La ignorancia y la inexperiencia, por su parte, pueden ser absolutas –por tratarse de una persona inculta, ignorante o inexperta de la cual se aproveche el abogado– o relativas –si se refiere a hechos que el cliente desconozca y que por sus cualidades personales no tenga por qué conocer.

En todo caso, la valoración de la necesidad, ignorancia o inexperiencia del cliente para determinar si se presenta una falta a la honradez por parte del abogado, es una labor que el juez debe hacer en cada caso concreto.

No hay sanción por eficiencia.

Un abogado que obtuvo un resultado exitoso en corto tiempo fue denunciado por su cliente e inicialmente sancionado por no rebajar sus honorarios. El abogado interpuso una tutela que llegó a la Corte Constitucional y este alto tribunal dejó sin efectos la sanción, pues estimó que ella había sido impuesta de manera ilegal y contraevidente por las siguientes razones:

i. Los honorarios se fijaron con observancia de las regulaciones de los colegios de abogados,
ii. No existe un deber jurídico de bajar tarifas cuando se obtiene un resultado exitoso en breve lapso, y
iii. No basta el cobro desproporcionado de unos honorarios para que se configure la falta a la honradez. Se requiere, además, que el abogado se haya aprovechado de la D. Cobro de sumas irrisorias o inferiores a las establecidas por los colegios de abogados como honorarios.

El cobro de sumas irrisorias o inferiores a las establecidas en las resoluciones de los colegios de abogados no es sancionable por parte de las autoridades públicas, pues no es constitucionalmente admisible imponer “una sanción con base en una obligación no inferible válidamente del conjunto del ordenamiento jurídico”.
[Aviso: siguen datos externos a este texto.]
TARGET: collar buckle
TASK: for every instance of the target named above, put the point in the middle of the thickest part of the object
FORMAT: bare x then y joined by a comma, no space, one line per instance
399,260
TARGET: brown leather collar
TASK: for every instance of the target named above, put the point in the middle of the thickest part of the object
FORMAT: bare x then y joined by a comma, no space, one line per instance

Así lo explicó la Corte Constitucional al referirse a aquellas cláusulas establecidas por los colegios de abogados, que sancionan el cobro de sumas irrisorias como honorarios como faltas a la ética. El alto tribunal explicó que al no ser obligatorio en Colombia afiliarse a los colegios de profesionales, una norma así es una mera declaración de voluntad, que no obliga a quienes no se encuentran colegiados.
¿Podrá entonces hablarse de competencia desleal entre abogados, por cobrar sumas inferiores a las dispuestas por los colegios de abogados o por sumas inferiores a las fijadas por los colegas o por cobrar sumas irrisorias?
Habría que acudir a la legislación de competencia desleal y verificar si los abogados en ejercicio de su profesión se encuentran sujetos a ese cuerpo normativo.

De todas formas, es necesario recordar que “(…) ofrecer o prestar sus servicios a menor precio para impedir que se confiera el encargo a otro abogado” es una falta a la lealtad con los colegas, según el numeral 1° del artículo 36 del Código Disciplinario del Abogado.